I liked how this book made me think about nutrition as a preventative way to combat disease. I am so use to thinking we are sick, let's go to the doctor. Now I think, what am I cooking for my family? What things can I add to our diet that will give maximum benefit.
David Taitelbaum
Challem describes the negative impact refined carbs have with regards to chronic inflammation and the resulting health issues. I'm a big fan of preventative medicine and this book does a nice job explaining which foods help and which hinder our pursuit of good health.
Emily Cerda
2 stars because this is not the most readable book, nor is it the most scientific. In fact, this is a nutritional program that makes great sense, but I had to read about the science behind these theories in another publication. Useful, but not great.
Becky Morlok
This book, while helpful was extremely detailed and 'left me' at times....But is is thorough. I breeezed through a lot of it - liked the recipes and learned that tomatoes and eggplant are NOT good for me!

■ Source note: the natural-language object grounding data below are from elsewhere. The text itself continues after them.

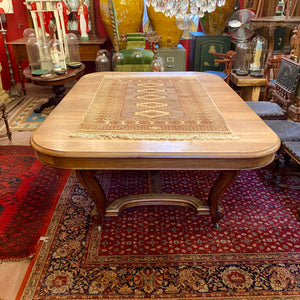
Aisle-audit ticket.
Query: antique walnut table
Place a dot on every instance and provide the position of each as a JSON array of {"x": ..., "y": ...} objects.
[
  {"x": 153, "y": 122},
  {"x": 57, "y": 83}
]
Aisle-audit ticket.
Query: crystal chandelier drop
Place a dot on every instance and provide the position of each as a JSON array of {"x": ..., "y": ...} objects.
[{"x": 183, "y": 8}]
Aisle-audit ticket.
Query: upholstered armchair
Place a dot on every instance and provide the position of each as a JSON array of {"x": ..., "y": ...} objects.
[{"x": 284, "y": 92}]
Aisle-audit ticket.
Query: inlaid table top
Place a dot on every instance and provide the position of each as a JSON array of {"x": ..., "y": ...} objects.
[
  {"x": 154, "y": 121},
  {"x": 252, "y": 146}
]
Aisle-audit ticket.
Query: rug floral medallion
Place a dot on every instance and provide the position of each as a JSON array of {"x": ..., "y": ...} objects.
[
  {"x": 161, "y": 252},
  {"x": 29, "y": 192}
]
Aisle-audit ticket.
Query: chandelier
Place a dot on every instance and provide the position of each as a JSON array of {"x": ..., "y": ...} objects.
[{"x": 183, "y": 9}]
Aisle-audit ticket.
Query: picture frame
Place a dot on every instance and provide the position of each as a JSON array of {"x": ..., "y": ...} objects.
[{"x": 250, "y": 4}]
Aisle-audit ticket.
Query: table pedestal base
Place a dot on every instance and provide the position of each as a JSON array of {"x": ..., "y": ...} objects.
[
  {"x": 155, "y": 197},
  {"x": 58, "y": 90}
]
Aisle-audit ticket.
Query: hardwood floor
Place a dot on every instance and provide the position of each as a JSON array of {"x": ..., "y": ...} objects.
[{"x": 12, "y": 273}]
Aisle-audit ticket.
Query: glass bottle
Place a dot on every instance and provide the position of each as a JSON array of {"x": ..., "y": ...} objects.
[
  {"x": 58, "y": 56},
  {"x": 258, "y": 56},
  {"x": 39, "y": 56},
  {"x": 242, "y": 58},
  {"x": 73, "y": 49}
]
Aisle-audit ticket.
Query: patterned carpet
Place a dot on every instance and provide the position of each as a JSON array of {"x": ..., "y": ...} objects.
[
  {"x": 23, "y": 117},
  {"x": 161, "y": 252},
  {"x": 29, "y": 192}
]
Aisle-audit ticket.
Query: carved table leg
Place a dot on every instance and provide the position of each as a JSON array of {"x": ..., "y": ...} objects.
[
  {"x": 59, "y": 94},
  {"x": 88, "y": 179},
  {"x": 224, "y": 180}
]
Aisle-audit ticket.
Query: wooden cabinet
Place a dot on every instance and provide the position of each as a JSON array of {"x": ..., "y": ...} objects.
[
  {"x": 202, "y": 45},
  {"x": 174, "y": 58}
]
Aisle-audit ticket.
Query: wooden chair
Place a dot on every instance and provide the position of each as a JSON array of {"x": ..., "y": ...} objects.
[
  {"x": 227, "y": 59},
  {"x": 4, "y": 117},
  {"x": 284, "y": 93},
  {"x": 271, "y": 72}
]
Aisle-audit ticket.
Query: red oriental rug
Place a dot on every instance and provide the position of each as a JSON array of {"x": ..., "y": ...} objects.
[
  {"x": 29, "y": 192},
  {"x": 166, "y": 252}
]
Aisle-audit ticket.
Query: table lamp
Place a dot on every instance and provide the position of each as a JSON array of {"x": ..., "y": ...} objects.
[{"x": 7, "y": 8}]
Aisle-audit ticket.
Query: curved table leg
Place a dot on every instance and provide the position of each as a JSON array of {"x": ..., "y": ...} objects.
[
  {"x": 88, "y": 179},
  {"x": 225, "y": 179},
  {"x": 59, "y": 94}
]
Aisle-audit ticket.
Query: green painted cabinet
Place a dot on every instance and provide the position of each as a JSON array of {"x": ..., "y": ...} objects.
[{"x": 201, "y": 46}]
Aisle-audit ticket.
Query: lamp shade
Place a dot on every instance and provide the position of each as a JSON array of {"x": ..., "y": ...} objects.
[{"x": 6, "y": 7}]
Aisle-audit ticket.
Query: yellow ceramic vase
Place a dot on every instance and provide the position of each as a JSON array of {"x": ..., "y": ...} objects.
[
  {"x": 214, "y": 23},
  {"x": 129, "y": 14},
  {"x": 166, "y": 27}
]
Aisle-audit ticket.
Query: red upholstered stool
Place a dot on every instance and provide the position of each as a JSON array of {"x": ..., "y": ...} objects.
[{"x": 4, "y": 117}]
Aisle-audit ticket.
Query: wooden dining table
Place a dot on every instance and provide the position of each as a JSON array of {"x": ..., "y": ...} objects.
[{"x": 154, "y": 121}]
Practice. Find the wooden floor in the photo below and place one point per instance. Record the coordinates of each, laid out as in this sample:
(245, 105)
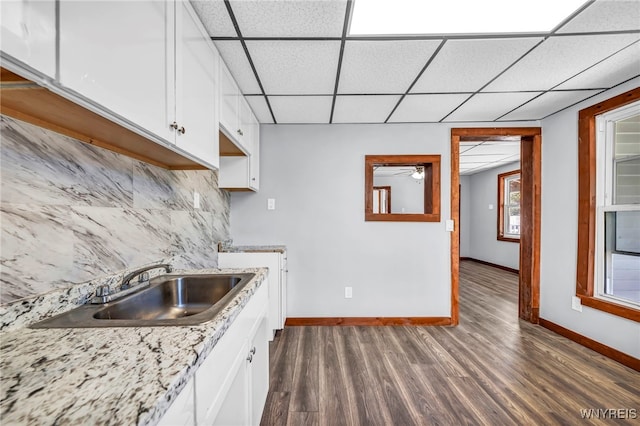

BOO!
One of the many books I have been reading about inflammatory diseases (arthritis, allergies, cancer, autoimmune disease, and inflammatory bowel disease). It's shocking how closely related these things are...
Denise Messenger
I have his updated edition 2010 which is very good on outlining a nutritional plan for better health. If you are unaware of how damaging inflammation is to the body, you will know after this read.
I quickly read through this book- mostly to take notes to pass on to people! An easy read for those interested, but full of good information that anyone can understand and use.
What about the folks who find inflammation from animal protein? Seems like a terrible oversight. Read like an ad for the Omega-3 vitamin folks!
N.L. Riviezzo
While containing some useful tidbits, a lot of what is suggested is either common sense or so extreme that it is unreasonable.
Read it all, including both new and old introductions. Very enlightening. Now, time to apply this knowledge.